Goff noted that police departments already practice data-driven accountability, but limit this practice to analyzing crime metrics through a system called CompStat. Goff explained that a similar system can be employed to analyze additional metrics, such as demographic data and police behavioral data, that can uncover racial disparities.
“Now when you define racism in terms of measurable behaviors, you can do the same thing. You can create a CompStat for justice,” Goff said.
“The goal of these analyses is to determine how much do crime, poverty, neighborhood demographics predict, let’s say, police use of force,” Goff continued. “Let’s say that those factors predict police will use force on this many Black people. There? So our next question is, how many Black people actually are targeted for police use of force? Let’s say it’s this many. So what’s up with the gap? Well, a big portion of the gap is the difference between what’s predicted by things police can’t control and what’s predicted by things police can control –– their policies and their behaviors.”
Data-for-Justice platforms likewise attempt to use data as a tool to advance justice. The Israeli-American startup founded just over a year ago Darrow is one such example. By scraping online data from corporate reports and other publications, Darrow uses machine learning to discover legal violations and hold bad actors accountable for these transgressions. Common violations include privacy breaches, consumer fraud, environmental pollutants, overcharges, and unfair competition.
“We teach a machine to understand the law, identify harmful actions, and bring them to light and justice,” Gila Hayat, Co-Founder and Chief Technology Officer, said in a recent press release. “This is a huge challenge that the legal system has not yet been able to deal with.”
Employing machine learning is not only faster than traditional methods, but it also results in the discovery of more violations. “Most violations are never discovered,” Hayat said. “The information is available, but the challenge lies in finding it within the vast amount of online data and assembling the legal story from the bits and pieces scattered across multiple sources.”
Like other human produced tools, machine learning can be used in multiple, and oftentimes contradictory, ways. By perpetuating inequalities, machine learning can hinder justice; or, by leading to more accountability, it can serve justice.
The opposing ways in which data can be used has been recognized by government entities and policy makers. Several initiatives, including the OECD AI Policy Observatory and the European Commission’s High-Level Expert Group on Artificial Intelligence, have formed in response to the ethical implications of new technologies. With few legislative guidelines yet passed in the U.S., the legal implications of data usage’s effect on social justice remain unclear.

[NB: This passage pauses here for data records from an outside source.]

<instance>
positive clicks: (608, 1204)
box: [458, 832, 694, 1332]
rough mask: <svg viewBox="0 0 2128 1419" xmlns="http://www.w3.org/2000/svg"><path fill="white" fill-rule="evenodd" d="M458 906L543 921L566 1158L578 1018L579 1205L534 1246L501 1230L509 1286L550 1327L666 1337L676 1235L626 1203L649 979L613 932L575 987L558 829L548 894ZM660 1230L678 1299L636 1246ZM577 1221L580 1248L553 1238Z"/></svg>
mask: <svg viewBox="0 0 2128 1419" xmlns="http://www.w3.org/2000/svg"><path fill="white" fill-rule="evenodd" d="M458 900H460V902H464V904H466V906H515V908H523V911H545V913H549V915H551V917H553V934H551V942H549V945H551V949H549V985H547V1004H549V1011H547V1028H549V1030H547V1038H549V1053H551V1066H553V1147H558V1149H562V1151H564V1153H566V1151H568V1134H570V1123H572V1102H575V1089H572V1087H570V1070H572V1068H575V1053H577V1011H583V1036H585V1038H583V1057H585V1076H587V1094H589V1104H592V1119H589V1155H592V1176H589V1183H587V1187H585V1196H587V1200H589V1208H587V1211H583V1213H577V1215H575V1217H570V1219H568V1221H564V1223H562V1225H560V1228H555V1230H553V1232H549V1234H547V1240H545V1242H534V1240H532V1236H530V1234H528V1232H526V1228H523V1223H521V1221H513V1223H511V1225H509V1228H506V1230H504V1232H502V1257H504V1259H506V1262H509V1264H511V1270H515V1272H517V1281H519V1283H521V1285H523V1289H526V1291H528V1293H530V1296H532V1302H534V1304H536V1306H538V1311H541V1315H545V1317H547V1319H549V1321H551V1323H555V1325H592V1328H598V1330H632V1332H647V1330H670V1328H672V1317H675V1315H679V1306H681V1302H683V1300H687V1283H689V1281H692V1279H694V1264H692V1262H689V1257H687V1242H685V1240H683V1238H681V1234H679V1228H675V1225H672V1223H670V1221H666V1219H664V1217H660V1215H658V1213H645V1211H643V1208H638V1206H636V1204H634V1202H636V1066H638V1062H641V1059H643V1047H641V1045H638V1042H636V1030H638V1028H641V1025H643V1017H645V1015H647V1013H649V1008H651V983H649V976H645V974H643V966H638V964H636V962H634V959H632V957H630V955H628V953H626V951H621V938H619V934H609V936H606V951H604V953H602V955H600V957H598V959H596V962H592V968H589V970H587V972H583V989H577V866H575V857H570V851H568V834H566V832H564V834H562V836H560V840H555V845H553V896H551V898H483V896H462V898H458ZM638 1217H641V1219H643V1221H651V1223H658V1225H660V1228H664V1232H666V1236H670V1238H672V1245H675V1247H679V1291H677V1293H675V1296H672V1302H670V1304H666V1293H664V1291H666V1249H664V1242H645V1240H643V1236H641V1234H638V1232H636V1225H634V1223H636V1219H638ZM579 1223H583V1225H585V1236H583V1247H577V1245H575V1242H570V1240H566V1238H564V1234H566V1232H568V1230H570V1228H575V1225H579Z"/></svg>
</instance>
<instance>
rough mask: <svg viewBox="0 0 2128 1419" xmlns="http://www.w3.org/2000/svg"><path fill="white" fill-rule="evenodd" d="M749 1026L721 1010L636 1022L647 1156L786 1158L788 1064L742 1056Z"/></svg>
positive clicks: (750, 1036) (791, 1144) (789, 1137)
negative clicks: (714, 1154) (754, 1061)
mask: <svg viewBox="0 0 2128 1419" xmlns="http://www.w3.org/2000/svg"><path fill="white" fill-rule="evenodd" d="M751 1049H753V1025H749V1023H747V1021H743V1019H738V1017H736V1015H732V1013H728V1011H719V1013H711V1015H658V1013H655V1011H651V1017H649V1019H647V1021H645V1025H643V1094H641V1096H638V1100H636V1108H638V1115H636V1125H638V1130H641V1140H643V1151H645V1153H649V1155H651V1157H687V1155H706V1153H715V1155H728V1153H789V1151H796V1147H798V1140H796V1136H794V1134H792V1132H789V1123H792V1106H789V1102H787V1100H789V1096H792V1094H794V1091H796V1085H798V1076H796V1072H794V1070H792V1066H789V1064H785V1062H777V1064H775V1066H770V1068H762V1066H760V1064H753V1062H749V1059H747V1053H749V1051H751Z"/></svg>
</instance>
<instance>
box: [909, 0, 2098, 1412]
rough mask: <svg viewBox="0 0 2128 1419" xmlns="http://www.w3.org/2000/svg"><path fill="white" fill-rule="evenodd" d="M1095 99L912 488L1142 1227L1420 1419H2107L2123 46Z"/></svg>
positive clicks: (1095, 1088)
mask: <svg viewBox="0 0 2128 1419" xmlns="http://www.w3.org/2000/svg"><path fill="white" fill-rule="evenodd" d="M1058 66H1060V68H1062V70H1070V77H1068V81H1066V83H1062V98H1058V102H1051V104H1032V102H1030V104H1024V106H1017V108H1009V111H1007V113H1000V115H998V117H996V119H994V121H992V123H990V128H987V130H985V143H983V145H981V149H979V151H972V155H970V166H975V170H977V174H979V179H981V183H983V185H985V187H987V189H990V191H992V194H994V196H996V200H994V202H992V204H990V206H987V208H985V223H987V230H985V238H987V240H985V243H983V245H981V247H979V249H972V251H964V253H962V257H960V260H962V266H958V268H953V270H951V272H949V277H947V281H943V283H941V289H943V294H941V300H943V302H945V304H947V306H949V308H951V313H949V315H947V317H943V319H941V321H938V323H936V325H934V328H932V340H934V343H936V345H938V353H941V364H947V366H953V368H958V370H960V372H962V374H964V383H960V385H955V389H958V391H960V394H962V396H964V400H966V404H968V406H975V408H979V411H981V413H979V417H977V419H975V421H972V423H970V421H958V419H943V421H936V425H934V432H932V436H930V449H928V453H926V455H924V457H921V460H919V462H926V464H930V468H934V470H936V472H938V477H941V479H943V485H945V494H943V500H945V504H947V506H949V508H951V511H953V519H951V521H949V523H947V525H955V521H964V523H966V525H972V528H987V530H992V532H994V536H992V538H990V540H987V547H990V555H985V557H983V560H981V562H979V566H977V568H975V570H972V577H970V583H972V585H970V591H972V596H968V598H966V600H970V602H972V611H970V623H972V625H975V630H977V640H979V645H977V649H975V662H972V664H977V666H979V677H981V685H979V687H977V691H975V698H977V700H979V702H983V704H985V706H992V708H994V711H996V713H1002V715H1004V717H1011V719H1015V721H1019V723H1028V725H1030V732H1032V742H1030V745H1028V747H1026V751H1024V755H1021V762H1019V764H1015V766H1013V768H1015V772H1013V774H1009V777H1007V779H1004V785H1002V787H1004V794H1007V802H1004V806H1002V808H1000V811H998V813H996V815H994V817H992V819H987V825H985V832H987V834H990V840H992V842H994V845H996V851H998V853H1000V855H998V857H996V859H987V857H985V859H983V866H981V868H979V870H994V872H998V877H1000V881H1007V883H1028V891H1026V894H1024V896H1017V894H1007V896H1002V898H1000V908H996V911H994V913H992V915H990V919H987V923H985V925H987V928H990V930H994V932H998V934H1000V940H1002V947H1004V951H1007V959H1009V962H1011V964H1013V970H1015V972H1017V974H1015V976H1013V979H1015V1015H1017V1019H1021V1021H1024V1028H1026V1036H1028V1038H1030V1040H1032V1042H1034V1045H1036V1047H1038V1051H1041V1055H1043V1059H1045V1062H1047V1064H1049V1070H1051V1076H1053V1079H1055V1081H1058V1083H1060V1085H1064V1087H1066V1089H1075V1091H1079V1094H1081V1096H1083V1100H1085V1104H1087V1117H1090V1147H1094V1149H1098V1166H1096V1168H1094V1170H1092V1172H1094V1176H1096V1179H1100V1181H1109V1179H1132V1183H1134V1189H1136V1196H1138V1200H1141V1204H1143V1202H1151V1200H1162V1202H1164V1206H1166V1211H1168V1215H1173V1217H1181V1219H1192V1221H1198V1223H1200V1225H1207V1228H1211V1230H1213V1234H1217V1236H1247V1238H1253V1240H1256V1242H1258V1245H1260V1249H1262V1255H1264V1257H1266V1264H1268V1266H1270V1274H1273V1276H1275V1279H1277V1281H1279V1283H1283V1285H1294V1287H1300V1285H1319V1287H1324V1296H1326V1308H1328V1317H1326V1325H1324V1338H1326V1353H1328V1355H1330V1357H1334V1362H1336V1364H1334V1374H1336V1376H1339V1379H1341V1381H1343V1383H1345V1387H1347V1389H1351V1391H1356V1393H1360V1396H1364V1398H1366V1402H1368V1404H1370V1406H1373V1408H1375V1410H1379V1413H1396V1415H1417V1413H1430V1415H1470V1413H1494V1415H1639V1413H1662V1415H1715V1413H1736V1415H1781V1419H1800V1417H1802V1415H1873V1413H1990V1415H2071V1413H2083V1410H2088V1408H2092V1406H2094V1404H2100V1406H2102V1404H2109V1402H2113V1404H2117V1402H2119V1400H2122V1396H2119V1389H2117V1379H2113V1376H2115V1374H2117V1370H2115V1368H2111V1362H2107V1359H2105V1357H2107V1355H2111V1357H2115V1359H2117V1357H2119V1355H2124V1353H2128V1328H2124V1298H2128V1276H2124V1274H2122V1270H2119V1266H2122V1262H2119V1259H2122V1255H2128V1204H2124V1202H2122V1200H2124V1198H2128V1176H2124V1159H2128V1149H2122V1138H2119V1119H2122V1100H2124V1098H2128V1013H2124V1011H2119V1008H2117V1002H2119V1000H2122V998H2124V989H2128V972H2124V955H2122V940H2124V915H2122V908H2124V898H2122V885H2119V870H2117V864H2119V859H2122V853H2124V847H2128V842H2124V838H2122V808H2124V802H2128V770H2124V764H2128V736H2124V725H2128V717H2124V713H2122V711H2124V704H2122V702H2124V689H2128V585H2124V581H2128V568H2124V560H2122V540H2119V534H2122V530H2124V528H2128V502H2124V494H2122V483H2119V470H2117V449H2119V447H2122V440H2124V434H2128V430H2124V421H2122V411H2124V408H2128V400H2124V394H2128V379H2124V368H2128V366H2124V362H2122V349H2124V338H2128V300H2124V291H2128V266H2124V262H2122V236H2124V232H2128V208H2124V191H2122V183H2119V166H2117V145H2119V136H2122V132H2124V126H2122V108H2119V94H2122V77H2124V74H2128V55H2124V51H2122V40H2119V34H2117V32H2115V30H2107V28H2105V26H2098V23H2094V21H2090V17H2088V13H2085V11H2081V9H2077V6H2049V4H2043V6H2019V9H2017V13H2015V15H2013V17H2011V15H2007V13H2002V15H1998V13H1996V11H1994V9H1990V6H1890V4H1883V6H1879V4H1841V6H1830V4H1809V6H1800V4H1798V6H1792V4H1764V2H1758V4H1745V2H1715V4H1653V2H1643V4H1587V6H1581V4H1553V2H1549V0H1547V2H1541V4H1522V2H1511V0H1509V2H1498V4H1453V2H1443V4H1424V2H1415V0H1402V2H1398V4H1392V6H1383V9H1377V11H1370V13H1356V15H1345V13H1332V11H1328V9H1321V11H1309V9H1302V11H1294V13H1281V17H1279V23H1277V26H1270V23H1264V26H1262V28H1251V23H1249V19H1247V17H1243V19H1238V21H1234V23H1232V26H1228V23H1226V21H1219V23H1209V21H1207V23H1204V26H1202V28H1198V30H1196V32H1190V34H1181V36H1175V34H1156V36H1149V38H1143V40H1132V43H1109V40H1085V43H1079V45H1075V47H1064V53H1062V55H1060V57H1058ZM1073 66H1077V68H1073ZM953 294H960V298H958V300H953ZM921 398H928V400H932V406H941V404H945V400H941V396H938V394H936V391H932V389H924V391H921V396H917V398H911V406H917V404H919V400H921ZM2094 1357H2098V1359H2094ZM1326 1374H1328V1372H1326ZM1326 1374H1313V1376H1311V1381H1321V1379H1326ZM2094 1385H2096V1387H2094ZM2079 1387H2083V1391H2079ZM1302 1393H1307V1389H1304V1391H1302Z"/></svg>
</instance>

As we continue to grapple with the convergence of big data and justice, it bears noting an observation by former US Secretary of State Henry Kissinger and his co-authors of the book Age of A.I.: And Our Human Future: “[AI] is not an enabler of many industries and facets of human life: scientific research, education, manufacturing, logistics, transportation, defense, law enforcement, politics, advertising, art, culture, and more. The characteristics of AI — including its capacities to learn, evolve, and surprise — will disrupt and transform them all. The outcome will be the alteration of human identity and the human experience of reality at levels not experienced since the dawn of the modern age.”
Jaimee Francis is a first-year law student at Boston University School of Law. Prior to beginning her legal studies, Ms. Francis earned her Bachelor of Science from the Georgia Institute of Technology.